Hasta la saciedad llevamos escuchando la manida frase de que “del amor al odio no hay más que un paso”. Buena para las películas de a dos pesetas el kilo que pasan por las tardes en Antena 3, pero no para entender un poco mejor los sentimientos que todos tenemos.

Me surge esta reflexión porque, por las vueltas que da la vida, a veces tenemos que enfrentarnos ante la decisión de no intervenir en la vida de personas a las que quisimos. A mí me tocó en fechas recientes, y me tuve que detener entonces a pensar en los motivos que podría tener para hacerlo.

Al final, ninguno me convenció. Los detalles no son importantes, pero sí el convencimiento de que, a pesar de lo equivocado de su comportamiento y de lo duro de la ruptura, soy incapaz de albergar ninguna sensación de odio o rencor hacia su persona. Esta persona está equivocando gravemente su vida y no le marchan las cosas nada bien. Lo más fácil, lo más primario, hubiese sido pensar que tenía lo que ella misma provocó. Sin embargo, la reacción que me nació al enterarme de esa situación fue todo lo contrario al odio: una sensación de lástima sin llegar a remover en exceso ningún sentimiento. No diré indiferencia porque empatizo con los problemas de otros. Pero sí el convencimiento de que mi tiempo para arreglar sus problemas pasó ya hace mucho, y que ni debo, ni puedo, intervenir en su vida cuando la suya y la mía ya transitan separadas desde hace años.

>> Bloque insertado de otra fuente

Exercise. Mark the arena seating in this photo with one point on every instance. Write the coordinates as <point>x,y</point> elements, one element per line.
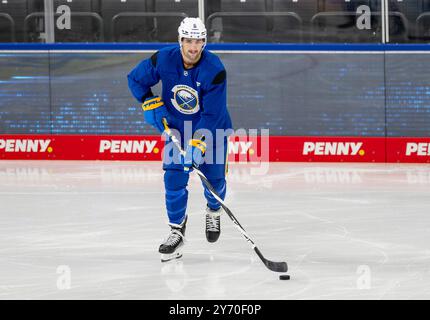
<point>227,20</point>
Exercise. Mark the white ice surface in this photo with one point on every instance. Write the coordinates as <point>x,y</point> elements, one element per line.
<point>91,230</point>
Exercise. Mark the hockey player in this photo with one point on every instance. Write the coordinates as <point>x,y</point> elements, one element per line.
<point>193,95</point>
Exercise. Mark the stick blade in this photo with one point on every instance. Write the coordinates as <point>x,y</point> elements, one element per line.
<point>272,265</point>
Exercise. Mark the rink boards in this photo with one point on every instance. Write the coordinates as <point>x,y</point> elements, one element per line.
<point>241,148</point>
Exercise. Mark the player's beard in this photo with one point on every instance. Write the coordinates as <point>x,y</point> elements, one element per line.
<point>191,59</point>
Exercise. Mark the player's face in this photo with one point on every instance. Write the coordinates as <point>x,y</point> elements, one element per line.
<point>192,49</point>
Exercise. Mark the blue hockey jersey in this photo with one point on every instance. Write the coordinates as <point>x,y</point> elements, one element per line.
<point>198,94</point>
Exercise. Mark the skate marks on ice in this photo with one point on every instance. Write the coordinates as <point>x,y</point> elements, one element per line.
<point>91,230</point>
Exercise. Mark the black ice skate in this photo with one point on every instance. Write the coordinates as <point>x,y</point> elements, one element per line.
<point>213,224</point>
<point>171,248</point>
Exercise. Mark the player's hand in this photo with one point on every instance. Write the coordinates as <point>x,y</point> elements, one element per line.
<point>154,112</point>
<point>193,154</point>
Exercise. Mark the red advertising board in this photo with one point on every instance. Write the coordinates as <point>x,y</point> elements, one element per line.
<point>241,148</point>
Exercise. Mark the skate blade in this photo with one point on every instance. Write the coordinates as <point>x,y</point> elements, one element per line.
<point>169,257</point>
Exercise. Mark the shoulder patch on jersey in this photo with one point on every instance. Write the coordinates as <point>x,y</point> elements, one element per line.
<point>154,59</point>
<point>219,78</point>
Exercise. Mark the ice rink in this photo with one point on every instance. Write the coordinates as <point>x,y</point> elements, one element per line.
<point>91,230</point>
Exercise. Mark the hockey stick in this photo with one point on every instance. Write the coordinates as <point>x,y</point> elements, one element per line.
<point>271,265</point>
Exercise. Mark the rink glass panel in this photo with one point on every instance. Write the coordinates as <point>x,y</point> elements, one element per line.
<point>408,94</point>
<point>24,93</point>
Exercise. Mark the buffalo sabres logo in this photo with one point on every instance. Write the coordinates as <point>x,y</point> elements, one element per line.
<point>185,99</point>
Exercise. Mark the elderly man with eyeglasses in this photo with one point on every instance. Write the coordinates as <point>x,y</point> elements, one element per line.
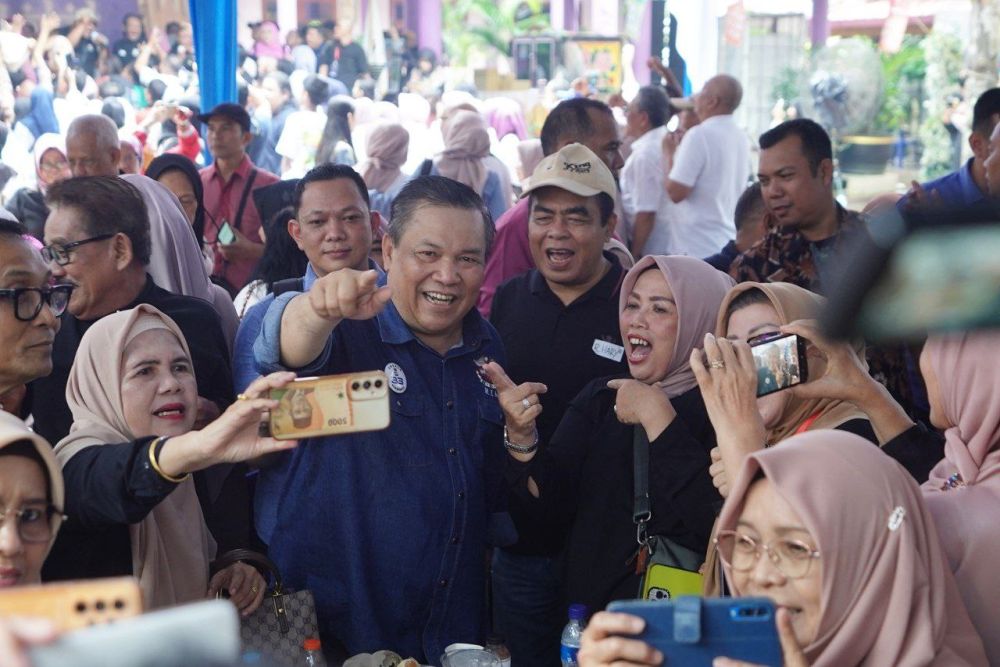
<point>98,241</point>
<point>29,316</point>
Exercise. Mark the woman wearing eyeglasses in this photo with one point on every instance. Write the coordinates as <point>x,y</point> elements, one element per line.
<point>31,502</point>
<point>837,534</point>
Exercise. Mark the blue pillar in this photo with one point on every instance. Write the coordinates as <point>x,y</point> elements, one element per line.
<point>214,24</point>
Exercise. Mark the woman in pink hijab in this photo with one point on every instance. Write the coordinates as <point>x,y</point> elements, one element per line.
<point>466,147</point>
<point>963,492</point>
<point>853,562</point>
<point>269,42</point>
<point>581,480</point>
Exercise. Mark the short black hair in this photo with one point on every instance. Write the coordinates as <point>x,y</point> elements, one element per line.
<point>281,79</point>
<point>751,200</point>
<point>12,228</point>
<point>816,144</point>
<point>94,197</point>
<point>436,191</point>
<point>653,101</point>
<point>985,111</point>
<point>329,172</point>
<point>570,118</point>
<point>605,204</point>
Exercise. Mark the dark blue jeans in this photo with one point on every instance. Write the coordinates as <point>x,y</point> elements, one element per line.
<point>528,607</point>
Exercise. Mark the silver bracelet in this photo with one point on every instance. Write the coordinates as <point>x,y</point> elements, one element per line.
<point>519,449</point>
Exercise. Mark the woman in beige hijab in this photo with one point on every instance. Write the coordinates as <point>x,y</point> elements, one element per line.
<point>745,423</point>
<point>837,534</point>
<point>132,383</point>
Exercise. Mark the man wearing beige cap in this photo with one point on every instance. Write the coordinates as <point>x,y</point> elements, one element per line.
<point>559,325</point>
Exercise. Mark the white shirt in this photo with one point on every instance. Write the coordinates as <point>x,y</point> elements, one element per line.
<point>299,141</point>
<point>714,159</point>
<point>643,192</point>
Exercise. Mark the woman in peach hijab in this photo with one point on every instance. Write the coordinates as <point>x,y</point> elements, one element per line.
<point>853,563</point>
<point>963,492</point>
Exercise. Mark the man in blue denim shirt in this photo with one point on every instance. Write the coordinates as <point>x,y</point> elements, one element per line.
<point>333,226</point>
<point>389,529</point>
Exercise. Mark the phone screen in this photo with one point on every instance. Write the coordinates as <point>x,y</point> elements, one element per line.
<point>780,362</point>
<point>226,234</point>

Ahí me pregunté: si ya no la quiero (porque es obvio que si así fuese, además de tener un serio problema por el tiempo transcurrido desde la separación, el tema me hubiera removido mucho más), ¿por qué no guardo rencor hacia ella?

La respuesta, intuyo, es que el Amor no tiene contrario. No es una palabra que tenga un antónimo inmediato, del estilo tristeza/alegría, frío/calor o cualquier otra dualidad. El Amor Es, simplemente. Aunque ya no sea. Y si se transforma en odio es que no fue amor realmente.

Traigo aquí esta reflexión porque todos hemos tenido alguna vez la tentación de dañar a quien nos dañó. De dar ojo por ojo, o sin motivo, de herir para reafirmarnos en nuestra individualidad y resarcir supuestas cuentas. De alegrarnos ante la desgracia ajena. Pero entonces ¿quisimos realmente a esas personas? ¿Cómo es posible que podamos albergar malos sentimientos hacia aquellas/os que tanto amamos, por quienes lo habríamos dado todo?

Una vez que se produce una ruptura el camino se bifurca. Las decisiones, el estado, los buenos o los malos sucesos y ese extraño concepto de Justicia que tenemos deben quedar atrás. Si quisiste, no dañes. Ni siquiera con el pensamiento. Deja que cada persona encuentre sus respuestas de forma autónoma y acepta que ya no forma parte de tu vida, ni para lo bueno ni para lo malo. No te inmiscuyas en sus decisiones o en sus aciertos o errores, y continúa adelante y deja que el otro continúe también. En eso consiste estar Presente y no vivir en tiempos pasados o futuros. En vivir cada día haciendo lo que uno debe hacer en ese día, no pretender cambiar retrospectivamente lo que ya ha quedado fijo, o traer al ahora lo que ya ha muerto.

Y sobre todo, guardar un buen recuerdo, a pesar de todo. Porque mientras fue, fue bello. El dolor es un sentimiento que se produce cuando se trae al presente lo que debe quedar definitivamente atrás.